途中から恋人として扱ってくれていると思っていたのに……思っていたのに!!
「遥?」
「嫌です……お断りします」
「どう、して?」
「今まで……ありがとうございました。僭越ながらお人形ちゃんを辞めさせていただきます……写真についてはもう勝手にネットにばらまいてもらってけっこうです。どうせ、私みたいなゴミがのうのうと生きている価値なんてありませんから」
「遥!!」
「さようなら……もう二度とこの家に足を踏み入れないでください」
「そ、んな……やめ、てよ……冗談なんて笑えない」
「笑えないのは私の方です。結局希望を持とうと思っていたのが間違いでした……ようやく自分を変えられると思ったのに」
「ごめんなさい、ごめんなさいごめんなさいごめんなさいごめんなさいごめんなさい。あの画像消すから、それで許して……ゴメンナサイゴメンナサイゴメンナサイ」
陽子さんの声は聞こえない……二階の自室に閉じ籠ったから。訳もわからず頭をぐしゃぐしゃにして、ベッドにそのまま飛び込む。

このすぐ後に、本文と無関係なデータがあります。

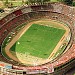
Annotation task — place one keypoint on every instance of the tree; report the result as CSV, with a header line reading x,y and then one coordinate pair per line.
x,y
68,2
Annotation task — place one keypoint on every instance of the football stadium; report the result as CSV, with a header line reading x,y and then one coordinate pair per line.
x,y
37,38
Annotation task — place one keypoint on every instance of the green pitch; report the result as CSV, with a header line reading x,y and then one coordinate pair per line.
x,y
38,41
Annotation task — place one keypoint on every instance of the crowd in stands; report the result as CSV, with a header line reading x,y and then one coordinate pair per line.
x,y
59,12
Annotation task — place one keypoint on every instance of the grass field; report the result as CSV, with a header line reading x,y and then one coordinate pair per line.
x,y
38,41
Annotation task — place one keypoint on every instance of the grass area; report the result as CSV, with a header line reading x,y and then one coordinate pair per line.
x,y
38,41
60,50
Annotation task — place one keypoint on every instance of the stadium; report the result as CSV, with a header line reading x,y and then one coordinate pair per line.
x,y
38,39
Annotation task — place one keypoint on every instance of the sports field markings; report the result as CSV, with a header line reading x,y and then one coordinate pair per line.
x,y
14,40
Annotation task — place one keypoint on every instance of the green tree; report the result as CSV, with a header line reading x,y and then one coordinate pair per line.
x,y
68,2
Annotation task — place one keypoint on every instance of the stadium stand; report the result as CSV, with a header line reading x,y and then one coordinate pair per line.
x,y
53,11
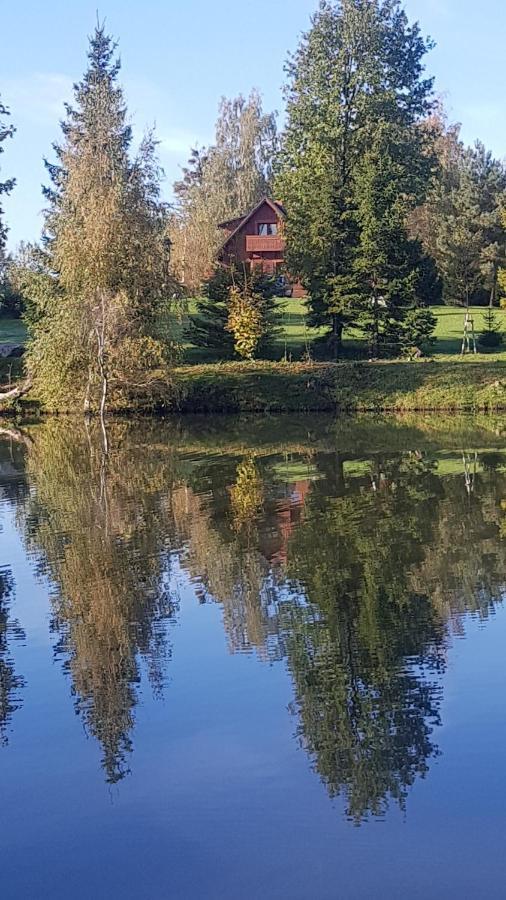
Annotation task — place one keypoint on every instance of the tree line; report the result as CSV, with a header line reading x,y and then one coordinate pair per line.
x,y
388,213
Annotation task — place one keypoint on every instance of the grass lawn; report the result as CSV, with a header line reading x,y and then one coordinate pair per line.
x,y
296,337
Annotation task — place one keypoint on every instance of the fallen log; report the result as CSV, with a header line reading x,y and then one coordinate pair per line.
x,y
15,392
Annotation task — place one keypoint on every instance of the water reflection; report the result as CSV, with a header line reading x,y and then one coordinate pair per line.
x,y
356,568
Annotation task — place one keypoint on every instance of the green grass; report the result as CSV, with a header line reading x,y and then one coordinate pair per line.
x,y
359,387
296,338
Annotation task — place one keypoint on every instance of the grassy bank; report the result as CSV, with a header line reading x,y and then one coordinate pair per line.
x,y
399,386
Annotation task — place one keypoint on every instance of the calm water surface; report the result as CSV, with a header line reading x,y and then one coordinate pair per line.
x,y
253,659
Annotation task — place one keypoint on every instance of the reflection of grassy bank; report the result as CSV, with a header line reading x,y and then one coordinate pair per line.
x,y
264,386
188,438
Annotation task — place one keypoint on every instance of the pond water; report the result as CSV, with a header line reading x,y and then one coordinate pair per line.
x,y
253,659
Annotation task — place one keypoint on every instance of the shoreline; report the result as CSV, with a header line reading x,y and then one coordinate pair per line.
x,y
264,387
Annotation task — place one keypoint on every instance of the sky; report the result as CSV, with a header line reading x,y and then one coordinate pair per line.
x,y
180,56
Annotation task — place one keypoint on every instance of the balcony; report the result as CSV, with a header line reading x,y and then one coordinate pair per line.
x,y
256,244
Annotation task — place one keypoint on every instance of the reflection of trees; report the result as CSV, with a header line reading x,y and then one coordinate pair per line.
x,y
94,522
366,715
386,565
358,580
230,571
10,683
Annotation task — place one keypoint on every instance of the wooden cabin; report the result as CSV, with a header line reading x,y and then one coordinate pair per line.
x,y
256,239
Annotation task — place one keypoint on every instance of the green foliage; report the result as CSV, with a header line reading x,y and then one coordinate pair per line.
x,y
6,131
356,78
209,325
467,236
221,182
99,288
245,322
268,386
418,329
491,337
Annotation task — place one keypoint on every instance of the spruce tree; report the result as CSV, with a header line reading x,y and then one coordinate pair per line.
x,y
97,329
6,131
358,68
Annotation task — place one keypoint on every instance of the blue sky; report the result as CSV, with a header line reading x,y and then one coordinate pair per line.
x,y
180,56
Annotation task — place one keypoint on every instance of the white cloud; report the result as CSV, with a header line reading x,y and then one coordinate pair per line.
x,y
177,141
39,97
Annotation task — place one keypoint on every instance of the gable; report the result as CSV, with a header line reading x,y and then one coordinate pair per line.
x,y
266,210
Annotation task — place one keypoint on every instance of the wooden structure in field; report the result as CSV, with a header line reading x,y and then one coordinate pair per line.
x,y
257,241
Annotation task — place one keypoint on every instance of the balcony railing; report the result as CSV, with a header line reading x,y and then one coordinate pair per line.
x,y
271,244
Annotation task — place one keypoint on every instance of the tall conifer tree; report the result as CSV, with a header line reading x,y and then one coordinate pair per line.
x,y
97,327
357,71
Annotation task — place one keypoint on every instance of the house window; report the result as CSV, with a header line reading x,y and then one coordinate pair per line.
x,y
267,229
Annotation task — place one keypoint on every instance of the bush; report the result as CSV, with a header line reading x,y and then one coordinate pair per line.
x,y
209,326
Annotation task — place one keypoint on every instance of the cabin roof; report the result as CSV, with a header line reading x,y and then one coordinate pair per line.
x,y
240,222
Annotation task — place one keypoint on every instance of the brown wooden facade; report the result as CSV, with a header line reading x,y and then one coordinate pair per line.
x,y
256,239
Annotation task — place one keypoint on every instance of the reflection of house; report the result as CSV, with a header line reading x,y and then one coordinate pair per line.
x,y
289,514
257,240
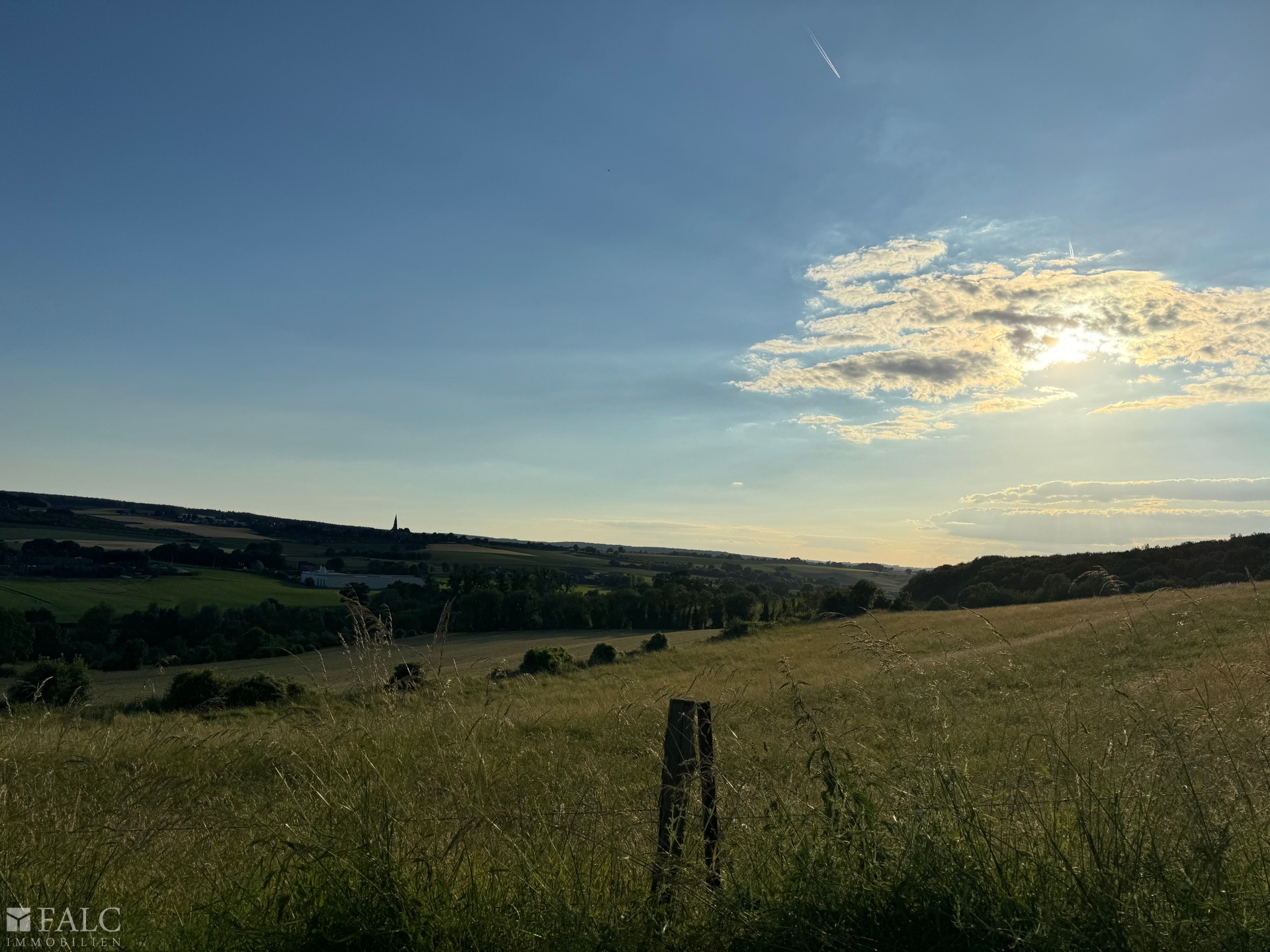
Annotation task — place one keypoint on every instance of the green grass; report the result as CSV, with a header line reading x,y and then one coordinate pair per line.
x,y
1064,776
69,598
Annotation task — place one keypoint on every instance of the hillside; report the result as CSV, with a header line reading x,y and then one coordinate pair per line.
x,y
1080,775
997,580
127,586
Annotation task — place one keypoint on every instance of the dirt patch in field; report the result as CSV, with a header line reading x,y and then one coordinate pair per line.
x,y
468,654
462,547
145,522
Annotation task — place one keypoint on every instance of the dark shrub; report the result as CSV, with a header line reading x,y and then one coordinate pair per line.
x,y
190,690
552,660
657,643
984,594
407,677
261,690
356,590
840,602
16,635
603,653
54,682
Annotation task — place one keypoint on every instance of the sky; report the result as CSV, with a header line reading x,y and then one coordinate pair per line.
x,y
647,273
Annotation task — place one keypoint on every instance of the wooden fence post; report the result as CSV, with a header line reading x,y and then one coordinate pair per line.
x,y
709,793
679,753
683,753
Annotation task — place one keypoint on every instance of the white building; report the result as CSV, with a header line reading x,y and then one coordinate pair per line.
x,y
323,579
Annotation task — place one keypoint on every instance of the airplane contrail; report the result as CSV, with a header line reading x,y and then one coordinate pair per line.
x,y
824,54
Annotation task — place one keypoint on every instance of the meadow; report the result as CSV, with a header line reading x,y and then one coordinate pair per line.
x,y
1075,775
69,598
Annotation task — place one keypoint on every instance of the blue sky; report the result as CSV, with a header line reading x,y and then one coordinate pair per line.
x,y
646,273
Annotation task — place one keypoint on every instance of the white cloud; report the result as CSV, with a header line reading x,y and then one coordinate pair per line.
x,y
1066,514
969,337
897,257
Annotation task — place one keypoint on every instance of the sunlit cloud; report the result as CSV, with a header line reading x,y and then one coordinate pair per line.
x,y
901,321
1064,514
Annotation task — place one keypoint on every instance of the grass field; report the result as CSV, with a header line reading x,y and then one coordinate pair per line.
x,y
1075,775
69,598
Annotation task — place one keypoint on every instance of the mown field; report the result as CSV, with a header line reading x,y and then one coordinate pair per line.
x,y
69,598
1074,775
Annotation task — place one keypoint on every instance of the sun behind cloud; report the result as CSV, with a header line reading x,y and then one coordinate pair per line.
x,y
952,338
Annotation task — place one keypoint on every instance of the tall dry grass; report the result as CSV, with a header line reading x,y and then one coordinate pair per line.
x,y
1082,775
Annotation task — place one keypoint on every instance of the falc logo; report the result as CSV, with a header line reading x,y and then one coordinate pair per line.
x,y
65,920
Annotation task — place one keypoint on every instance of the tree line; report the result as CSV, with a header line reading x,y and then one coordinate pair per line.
x,y
999,580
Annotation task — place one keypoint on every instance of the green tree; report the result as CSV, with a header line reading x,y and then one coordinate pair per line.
x,y
54,682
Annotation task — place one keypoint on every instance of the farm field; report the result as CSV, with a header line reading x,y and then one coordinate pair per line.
x,y
1071,775
69,598
235,534
464,655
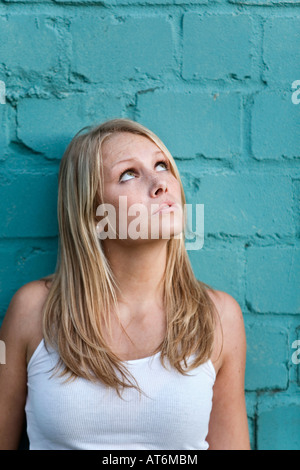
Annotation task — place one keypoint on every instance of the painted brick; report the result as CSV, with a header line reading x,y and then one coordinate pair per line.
x,y
278,429
128,2
47,126
28,42
275,126
145,51
233,203
273,275
194,123
296,206
281,49
30,205
297,351
5,118
217,46
265,2
21,263
229,261
267,357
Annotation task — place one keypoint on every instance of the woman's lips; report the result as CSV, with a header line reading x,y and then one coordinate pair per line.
x,y
166,207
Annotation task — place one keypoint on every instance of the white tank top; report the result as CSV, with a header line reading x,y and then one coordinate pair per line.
x,y
82,415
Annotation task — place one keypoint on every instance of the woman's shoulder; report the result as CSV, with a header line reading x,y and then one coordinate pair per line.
x,y
230,329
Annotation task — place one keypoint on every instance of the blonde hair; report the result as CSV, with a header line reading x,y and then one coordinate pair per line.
x,y
83,289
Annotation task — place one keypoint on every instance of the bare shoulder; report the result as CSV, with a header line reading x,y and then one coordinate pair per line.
x,y
230,330
23,320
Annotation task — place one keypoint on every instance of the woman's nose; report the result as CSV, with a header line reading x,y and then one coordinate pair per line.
x,y
158,187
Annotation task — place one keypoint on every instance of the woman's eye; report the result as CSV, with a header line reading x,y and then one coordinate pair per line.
x,y
164,164
126,173
130,173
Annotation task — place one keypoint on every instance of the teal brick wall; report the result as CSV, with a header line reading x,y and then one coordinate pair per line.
x,y
214,80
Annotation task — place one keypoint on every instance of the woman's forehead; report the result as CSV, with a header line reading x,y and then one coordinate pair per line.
x,y
119,144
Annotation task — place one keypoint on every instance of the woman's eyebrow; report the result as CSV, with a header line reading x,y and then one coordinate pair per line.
x,y
134,159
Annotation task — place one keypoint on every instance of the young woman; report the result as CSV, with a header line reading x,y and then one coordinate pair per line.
x,y
122,347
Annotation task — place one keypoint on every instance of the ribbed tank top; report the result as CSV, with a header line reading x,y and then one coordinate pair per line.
x,y
173,413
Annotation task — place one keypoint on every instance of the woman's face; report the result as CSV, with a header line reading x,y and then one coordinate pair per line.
x,y
139,183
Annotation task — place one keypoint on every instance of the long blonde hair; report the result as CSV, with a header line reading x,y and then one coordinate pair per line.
x,y
83,289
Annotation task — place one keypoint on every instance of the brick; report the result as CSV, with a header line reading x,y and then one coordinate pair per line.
x,y
267,356
30,205
273,275
5,117
217,46
278,428
281,49
23,262
275,126
229,261
296,205
243,204
265,2
130,2
195,123
131,48
29,43
65,117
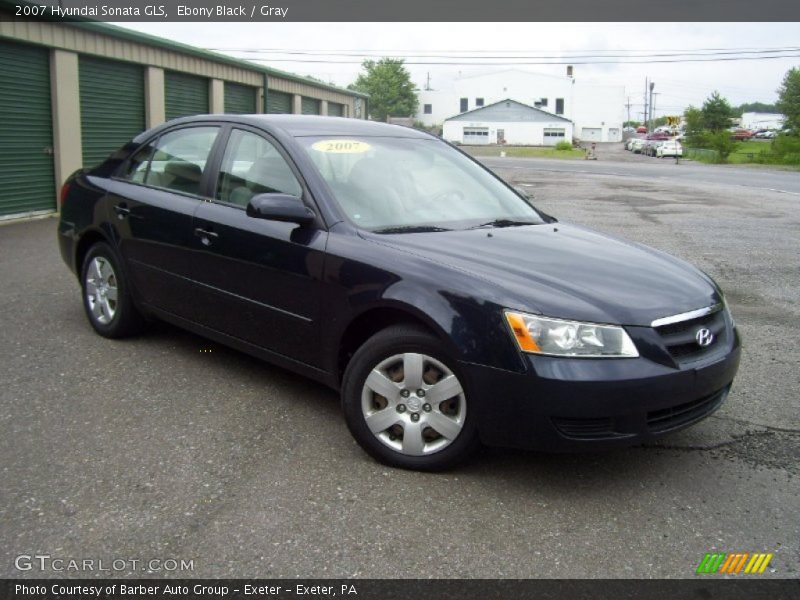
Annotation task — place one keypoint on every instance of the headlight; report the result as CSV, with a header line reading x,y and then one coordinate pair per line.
x,y
557,337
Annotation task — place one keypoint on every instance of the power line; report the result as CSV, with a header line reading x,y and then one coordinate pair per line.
x,y
530,63
482,53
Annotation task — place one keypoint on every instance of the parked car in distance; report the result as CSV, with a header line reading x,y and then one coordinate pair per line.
x,y
669,148
389,265
650,146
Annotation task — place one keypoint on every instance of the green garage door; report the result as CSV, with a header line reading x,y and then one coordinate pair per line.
x,y
240,99
112,106
26,131
185,95
309,106
279,103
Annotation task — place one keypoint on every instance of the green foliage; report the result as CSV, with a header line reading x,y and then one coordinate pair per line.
x,y
789,100
693,117
716,112
388,83
738,111
722,142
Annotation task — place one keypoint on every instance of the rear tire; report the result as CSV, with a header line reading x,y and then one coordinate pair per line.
x,y
106,295
406,402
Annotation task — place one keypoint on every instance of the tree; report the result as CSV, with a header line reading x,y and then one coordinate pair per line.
x,y
693,118
738,111
388,83
717,113
789,100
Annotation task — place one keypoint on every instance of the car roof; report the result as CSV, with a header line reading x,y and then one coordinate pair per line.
x,y
306,125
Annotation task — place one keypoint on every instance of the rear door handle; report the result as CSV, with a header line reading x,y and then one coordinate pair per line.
x,y
122,211
205,235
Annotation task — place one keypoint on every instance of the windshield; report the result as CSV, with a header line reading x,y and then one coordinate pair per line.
x,y
399,184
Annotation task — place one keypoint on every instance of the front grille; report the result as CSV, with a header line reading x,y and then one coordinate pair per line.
x,y
679,338
684,414
586,429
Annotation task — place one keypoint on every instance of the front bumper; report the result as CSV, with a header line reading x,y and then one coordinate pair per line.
x,y
572,404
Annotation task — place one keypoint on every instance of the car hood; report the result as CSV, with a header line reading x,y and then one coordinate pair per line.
x,y
566,271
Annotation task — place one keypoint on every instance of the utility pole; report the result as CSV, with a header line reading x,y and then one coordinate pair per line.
x,y
653,110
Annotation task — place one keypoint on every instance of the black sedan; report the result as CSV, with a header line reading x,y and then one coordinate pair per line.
x,y
391,266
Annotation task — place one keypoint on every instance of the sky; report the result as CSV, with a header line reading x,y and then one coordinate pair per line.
x,y
677,84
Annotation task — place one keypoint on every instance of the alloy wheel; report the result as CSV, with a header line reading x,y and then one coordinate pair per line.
x,y
414,404
101,290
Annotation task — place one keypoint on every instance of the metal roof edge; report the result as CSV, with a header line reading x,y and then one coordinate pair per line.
x,y
146,38
474,110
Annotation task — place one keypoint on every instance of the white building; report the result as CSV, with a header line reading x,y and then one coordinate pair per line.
x,y
596,110
508,122
762,120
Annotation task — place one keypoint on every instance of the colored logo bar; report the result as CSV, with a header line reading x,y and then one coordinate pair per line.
x,y
734,563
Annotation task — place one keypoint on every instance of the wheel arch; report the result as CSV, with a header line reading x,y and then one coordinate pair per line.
x,y
371,320
86,241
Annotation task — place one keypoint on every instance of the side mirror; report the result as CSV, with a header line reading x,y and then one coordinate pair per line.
x,y
280,207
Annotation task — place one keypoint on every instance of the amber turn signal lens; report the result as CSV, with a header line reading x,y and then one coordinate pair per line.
x,y
521,333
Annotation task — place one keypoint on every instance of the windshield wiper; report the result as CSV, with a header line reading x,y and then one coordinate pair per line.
x,y
411,229
504,223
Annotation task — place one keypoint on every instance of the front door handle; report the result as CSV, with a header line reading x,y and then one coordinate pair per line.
x,y
205,235
122,211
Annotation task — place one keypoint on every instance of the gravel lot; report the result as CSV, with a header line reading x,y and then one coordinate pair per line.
x,y
169,446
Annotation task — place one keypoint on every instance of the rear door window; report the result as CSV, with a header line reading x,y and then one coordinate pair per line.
x,y
252,165
176,161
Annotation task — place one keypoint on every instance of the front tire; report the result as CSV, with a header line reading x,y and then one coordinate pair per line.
x,y
406,403
106,295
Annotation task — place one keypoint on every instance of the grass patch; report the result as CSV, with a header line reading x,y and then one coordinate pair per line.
x,y
524,152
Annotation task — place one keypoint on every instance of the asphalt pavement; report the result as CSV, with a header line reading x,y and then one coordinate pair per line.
x,y
167,446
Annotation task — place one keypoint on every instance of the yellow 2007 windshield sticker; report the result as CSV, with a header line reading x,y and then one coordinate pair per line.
x,y
341,146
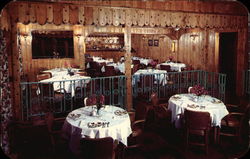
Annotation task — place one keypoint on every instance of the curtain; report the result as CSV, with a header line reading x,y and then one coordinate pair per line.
x,y
5,94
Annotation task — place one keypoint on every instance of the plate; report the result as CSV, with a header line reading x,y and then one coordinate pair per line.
x,y
120,113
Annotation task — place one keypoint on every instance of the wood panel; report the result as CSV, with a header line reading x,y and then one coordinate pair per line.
x,y
107,54
194,48
180,13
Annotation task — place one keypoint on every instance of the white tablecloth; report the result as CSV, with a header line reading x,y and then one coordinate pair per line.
x,y
173,65
142,60
61,71
178,103
119,127
160,75
67,82
119,66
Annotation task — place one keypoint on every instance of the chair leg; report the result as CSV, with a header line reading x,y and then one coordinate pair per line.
x,y
206,141
187,136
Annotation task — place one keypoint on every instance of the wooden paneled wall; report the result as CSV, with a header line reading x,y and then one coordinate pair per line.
x,y
195,48
116,55
160,52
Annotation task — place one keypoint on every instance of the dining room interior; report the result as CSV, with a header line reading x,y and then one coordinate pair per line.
x,y
123,79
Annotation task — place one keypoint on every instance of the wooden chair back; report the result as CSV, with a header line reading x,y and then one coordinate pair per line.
x,y
197,120
97,148
165,67
43,76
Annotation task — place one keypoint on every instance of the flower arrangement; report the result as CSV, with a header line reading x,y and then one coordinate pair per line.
x,y
94,99
198,90
97,100
171,58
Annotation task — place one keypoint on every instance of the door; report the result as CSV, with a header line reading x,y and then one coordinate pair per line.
x,y
228,61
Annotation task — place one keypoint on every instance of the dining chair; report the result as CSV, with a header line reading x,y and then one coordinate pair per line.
x,y
97,148
54,126
79,97
235,124
197,124
134,62
156,101
165,67
82,73
109,71
43,76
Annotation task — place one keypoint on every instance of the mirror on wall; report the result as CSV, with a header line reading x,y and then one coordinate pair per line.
x,y
52,44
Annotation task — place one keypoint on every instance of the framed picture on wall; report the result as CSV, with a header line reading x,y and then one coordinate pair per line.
x,y
156,42
150,42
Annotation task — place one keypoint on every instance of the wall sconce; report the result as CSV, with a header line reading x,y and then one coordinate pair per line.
x,y
177,29
78,36
193,36
174,46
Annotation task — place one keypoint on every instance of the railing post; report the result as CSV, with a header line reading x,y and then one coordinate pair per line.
x,y
127,42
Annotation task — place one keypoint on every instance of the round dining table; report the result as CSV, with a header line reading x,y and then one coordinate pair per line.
x,y
179,102
111,121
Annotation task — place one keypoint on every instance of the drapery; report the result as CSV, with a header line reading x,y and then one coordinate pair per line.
x,y
5,94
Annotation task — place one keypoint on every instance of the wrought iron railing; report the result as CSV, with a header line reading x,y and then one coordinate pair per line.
x,y
247,82
39,97
168,84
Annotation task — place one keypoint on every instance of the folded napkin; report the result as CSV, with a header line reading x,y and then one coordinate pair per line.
x,y
216,101
97,124
74,116
176,97
120,112
192,106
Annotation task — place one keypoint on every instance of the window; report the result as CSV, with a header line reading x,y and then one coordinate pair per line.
x,y
52,44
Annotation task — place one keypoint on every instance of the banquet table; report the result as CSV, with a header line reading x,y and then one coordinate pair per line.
x,y
159,75
173,65
61,71
112,122
179,102
142,60
67,82
118,66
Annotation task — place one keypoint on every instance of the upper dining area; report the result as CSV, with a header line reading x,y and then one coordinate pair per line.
x,y
124,79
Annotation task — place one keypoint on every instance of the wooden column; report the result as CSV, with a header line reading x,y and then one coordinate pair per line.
x,y
79,46
241,60
15,80
127,43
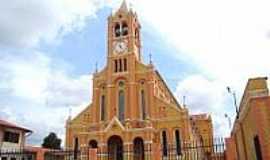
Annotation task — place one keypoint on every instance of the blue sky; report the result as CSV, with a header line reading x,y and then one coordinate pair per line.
x,y
48,51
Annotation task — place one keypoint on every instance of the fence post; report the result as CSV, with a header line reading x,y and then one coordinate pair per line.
x,y
92,154
156,152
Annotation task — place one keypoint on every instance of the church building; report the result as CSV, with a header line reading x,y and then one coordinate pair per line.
x,y
132,107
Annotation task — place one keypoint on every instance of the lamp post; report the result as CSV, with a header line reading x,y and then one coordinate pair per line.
x,y
234,99
229,120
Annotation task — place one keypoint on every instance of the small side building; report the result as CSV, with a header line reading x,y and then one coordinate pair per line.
x,y
12,136
250,136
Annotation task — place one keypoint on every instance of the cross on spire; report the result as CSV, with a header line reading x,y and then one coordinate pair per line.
x,y
96,67
124,6
150,58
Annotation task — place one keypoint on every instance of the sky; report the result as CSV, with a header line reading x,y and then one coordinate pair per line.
x,y
49,48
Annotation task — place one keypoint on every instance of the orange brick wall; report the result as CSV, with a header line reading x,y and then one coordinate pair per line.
x,y
230,149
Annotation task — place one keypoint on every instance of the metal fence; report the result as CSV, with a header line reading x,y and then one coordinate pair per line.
x,y
17,155
62,155
195,150
130,154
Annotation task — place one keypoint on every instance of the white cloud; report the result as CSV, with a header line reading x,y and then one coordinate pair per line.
x,y
207,96
25,24
227,39
40,93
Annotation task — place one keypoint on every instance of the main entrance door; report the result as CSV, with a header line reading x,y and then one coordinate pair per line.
x,y
138,148
115,148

辛い、苦しい……こんなにも愛していたのに裏切られるなんて。
頭をトンカチで叩かれたようにぐらっと体勢が大きく崩れながらも机の引き出しから瓶を取り出す。
「好きです、陽子さん。あなたの髪も声も仕草も顔も性格も全部全部全部……大好き。スキ、スキ、スキ」
引き出しに収まる瓶のサイズはとってもお手軽で、そしてこの中には私が愛してやまない人の大事な髪の毛が入っていて。
そっと瓶の外側を撫でて、じっくりと見つめる。いつも手入れがされていてどこかふわっとする素晴らしい香りが引き立つ美しい髪の毛。
私の家宝でどんなものよりも大切。陽子さんを突き放してしまった以上自分の命を辛うじて繋げているものはこの瓶と机の上の棚にあるアルバムだけ。
いつまで持つかな、私の心は? 全てを失ったからにはいつでも死ぬ準備ができている。
けど、これまでの思い出が死んだ瞬間に綺麗さっぱりとなくなるのならそれはそれでイヤだ。
陽子さん……私はこれからどうしたらいいんでしょうか? ねぇ、早く教えてくださいよ。